His work in the House Appropriations Committee served more than just veterans. Vera Perkins-Hughes, an alumni of CWRU who graduated in 1976, recalls her time as a social worker in the ‘70s, ‘80s and ‘90s.

“When he was on the appropriations committee, when he made that, that was really big,” said Perkins-Hughes. “And we were really, really happy about it because of the funds that he would channel back to Ohio. Because of him, we’re getting dollars to do this, dollars to do that.”

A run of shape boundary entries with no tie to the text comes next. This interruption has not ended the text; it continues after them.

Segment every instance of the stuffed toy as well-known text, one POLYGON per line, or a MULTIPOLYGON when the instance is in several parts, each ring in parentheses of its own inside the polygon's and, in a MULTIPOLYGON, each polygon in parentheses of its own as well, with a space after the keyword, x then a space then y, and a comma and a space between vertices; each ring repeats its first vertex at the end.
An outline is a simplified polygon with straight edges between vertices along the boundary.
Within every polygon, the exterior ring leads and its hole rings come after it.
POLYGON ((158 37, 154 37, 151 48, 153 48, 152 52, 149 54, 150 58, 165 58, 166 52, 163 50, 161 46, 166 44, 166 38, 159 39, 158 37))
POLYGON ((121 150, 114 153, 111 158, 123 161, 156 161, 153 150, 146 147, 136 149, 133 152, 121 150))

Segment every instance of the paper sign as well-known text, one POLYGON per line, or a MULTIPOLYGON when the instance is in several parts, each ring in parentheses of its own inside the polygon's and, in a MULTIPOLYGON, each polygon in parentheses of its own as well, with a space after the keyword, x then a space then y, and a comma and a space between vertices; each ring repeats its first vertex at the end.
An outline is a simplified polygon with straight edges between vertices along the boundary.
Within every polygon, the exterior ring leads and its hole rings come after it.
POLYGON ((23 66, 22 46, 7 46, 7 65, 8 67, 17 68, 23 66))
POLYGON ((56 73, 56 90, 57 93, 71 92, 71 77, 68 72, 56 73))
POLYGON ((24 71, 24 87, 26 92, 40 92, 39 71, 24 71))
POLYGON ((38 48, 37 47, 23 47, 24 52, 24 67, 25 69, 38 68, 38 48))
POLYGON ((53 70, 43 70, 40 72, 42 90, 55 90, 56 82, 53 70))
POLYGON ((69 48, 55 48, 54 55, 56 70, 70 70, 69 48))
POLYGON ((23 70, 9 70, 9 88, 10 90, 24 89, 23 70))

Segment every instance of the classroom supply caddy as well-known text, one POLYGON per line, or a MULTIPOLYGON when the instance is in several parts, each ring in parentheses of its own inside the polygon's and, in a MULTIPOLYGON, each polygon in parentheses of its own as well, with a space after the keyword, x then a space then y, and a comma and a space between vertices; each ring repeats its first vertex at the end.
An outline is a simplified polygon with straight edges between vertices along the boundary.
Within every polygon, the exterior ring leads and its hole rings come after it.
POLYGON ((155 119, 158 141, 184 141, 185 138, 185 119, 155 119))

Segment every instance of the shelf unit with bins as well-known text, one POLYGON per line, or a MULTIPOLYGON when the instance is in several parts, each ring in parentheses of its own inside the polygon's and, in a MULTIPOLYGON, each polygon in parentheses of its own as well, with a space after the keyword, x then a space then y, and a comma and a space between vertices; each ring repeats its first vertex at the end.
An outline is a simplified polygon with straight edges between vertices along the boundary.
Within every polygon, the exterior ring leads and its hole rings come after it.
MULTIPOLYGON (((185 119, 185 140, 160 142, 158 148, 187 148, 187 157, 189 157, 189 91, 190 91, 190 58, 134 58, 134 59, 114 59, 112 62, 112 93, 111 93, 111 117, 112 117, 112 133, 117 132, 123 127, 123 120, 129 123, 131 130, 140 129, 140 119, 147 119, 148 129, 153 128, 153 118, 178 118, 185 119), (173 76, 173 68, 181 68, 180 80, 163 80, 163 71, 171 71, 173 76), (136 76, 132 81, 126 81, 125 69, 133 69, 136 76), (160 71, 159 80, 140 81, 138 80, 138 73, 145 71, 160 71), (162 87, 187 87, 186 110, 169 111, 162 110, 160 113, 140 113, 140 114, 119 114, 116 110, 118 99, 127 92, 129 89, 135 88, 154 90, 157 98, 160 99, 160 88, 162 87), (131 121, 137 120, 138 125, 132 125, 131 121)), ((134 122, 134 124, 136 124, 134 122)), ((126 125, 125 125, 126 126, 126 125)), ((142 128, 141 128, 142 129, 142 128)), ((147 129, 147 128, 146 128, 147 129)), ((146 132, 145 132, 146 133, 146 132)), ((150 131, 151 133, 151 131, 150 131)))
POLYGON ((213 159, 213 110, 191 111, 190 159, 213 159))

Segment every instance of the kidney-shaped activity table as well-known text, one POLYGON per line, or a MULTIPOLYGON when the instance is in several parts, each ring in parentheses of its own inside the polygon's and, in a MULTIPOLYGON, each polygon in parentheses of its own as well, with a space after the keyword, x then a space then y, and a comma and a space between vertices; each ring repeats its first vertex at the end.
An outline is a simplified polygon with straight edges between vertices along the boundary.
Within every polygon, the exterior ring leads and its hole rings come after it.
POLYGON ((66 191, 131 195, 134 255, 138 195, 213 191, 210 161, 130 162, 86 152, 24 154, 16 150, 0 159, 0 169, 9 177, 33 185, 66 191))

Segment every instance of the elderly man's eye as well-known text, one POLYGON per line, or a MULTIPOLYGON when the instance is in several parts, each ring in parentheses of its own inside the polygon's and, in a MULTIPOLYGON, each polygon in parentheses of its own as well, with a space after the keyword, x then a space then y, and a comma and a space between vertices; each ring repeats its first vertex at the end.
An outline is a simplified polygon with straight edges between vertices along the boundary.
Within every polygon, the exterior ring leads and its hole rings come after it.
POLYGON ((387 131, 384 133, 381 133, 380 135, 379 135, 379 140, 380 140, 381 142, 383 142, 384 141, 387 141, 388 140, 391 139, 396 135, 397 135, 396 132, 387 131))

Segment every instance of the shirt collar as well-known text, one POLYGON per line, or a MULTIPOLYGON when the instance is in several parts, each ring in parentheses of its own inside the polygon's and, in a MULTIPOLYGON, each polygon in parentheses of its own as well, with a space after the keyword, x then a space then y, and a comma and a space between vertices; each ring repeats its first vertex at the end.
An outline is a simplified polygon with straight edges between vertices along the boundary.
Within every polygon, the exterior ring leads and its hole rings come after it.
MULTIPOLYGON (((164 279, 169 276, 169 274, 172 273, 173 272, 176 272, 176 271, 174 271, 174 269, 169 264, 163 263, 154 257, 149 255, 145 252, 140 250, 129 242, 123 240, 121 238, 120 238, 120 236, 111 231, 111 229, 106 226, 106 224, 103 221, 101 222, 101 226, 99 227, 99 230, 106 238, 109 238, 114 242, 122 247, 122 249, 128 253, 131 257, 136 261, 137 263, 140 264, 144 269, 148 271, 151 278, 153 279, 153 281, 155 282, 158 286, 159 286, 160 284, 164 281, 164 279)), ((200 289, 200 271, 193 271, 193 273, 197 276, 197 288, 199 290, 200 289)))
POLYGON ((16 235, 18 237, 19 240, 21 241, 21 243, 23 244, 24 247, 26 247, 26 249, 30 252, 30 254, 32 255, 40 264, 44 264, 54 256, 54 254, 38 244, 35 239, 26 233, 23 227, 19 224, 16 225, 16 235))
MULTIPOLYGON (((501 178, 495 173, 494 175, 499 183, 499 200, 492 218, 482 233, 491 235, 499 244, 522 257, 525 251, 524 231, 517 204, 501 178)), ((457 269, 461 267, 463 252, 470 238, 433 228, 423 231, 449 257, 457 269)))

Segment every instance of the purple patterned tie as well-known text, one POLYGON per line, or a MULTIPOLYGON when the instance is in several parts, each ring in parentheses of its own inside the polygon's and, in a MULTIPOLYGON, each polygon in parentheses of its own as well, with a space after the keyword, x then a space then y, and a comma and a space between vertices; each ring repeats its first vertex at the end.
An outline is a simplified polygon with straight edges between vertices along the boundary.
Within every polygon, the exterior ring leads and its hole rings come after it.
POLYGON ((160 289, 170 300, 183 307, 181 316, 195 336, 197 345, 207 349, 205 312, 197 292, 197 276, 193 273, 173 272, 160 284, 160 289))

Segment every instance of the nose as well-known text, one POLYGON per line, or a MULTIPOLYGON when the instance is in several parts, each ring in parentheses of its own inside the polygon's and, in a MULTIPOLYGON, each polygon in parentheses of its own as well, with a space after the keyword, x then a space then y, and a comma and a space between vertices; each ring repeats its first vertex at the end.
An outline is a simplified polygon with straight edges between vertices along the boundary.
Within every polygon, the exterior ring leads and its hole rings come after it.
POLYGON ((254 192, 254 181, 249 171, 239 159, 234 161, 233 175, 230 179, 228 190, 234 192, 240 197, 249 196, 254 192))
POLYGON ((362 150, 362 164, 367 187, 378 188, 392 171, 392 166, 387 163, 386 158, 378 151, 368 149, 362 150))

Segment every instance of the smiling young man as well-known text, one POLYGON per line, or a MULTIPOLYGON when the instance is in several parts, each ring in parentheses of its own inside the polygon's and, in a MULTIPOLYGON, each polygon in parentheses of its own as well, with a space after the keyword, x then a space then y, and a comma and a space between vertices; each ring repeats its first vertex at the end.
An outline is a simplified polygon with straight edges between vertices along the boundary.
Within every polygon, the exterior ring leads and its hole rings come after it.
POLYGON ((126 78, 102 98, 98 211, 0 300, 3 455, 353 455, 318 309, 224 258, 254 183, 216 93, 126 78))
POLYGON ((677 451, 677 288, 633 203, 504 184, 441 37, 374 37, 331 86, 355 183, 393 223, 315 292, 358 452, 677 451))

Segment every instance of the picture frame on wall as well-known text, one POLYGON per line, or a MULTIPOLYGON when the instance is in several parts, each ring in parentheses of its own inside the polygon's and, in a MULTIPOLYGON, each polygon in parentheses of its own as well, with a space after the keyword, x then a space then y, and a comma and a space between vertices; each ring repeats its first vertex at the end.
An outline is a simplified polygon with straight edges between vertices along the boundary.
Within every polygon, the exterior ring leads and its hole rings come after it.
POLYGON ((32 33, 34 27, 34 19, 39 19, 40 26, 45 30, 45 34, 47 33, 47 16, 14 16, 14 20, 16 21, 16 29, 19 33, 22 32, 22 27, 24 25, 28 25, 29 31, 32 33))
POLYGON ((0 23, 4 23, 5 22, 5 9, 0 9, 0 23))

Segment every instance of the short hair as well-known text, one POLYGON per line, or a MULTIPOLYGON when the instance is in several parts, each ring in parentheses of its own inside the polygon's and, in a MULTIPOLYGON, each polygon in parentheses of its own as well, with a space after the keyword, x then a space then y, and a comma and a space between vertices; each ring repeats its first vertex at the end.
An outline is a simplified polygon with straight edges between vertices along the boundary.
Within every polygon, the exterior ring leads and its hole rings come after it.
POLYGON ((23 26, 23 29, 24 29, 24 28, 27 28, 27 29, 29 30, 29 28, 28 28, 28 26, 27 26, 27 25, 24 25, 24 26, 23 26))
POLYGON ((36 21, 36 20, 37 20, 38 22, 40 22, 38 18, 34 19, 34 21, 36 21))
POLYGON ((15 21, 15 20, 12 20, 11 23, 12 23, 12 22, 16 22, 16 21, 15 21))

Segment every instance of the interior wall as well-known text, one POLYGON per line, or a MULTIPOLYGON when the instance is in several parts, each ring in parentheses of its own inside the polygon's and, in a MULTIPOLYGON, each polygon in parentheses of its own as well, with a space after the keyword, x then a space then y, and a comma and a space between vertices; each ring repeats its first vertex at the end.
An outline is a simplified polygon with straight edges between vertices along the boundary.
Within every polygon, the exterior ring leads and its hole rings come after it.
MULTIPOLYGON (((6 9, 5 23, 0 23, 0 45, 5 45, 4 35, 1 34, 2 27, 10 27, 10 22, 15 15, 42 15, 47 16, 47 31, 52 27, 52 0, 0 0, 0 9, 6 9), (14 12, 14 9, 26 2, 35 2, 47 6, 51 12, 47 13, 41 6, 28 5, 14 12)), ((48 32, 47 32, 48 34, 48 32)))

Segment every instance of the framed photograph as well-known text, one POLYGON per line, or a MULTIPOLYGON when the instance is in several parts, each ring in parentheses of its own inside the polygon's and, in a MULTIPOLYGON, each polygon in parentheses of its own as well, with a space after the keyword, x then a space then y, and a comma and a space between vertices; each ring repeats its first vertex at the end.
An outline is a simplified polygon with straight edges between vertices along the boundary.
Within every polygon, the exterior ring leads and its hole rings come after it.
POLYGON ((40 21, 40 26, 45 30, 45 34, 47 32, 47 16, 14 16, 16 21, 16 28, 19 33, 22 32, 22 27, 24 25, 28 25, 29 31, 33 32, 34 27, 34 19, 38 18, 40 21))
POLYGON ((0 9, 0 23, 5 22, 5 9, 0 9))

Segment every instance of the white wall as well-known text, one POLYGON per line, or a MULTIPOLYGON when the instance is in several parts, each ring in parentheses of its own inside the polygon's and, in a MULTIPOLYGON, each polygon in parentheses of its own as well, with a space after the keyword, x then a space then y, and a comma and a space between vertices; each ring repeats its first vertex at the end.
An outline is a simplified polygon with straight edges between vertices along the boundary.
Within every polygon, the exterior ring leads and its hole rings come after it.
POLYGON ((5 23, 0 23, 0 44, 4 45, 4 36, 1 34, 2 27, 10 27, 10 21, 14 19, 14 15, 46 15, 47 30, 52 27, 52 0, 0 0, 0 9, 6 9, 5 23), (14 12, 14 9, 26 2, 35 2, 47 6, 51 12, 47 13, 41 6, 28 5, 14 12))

Perkins-Hughes campaigned for Congressman Stokes during her time in college, going door-to-door with her friends, posting fliers. The one time she met him was during a promotion ceremony during her work with the county. He accepted her invitation to the ceremony after a call from her to DC.

“I was amazed at how personable he was,” she said. “He came, and he was just a warm person.”

During the Civil Rights Movement, Stokes represented Ohio in Washington, D.C. Perkins recalled his activism bridging the gap between Cleveland and the nation’s capital.

“It was the big picture that [Stokes] represented…he would come back from D.C. and he would tell us what [was] going on,” said Perkins-Hughes.

Stokes announced his diagnosis with brain and lung cancer earlier this summer and passed away on Aug. 19. He is survived by wife Jay Stokes and his four children.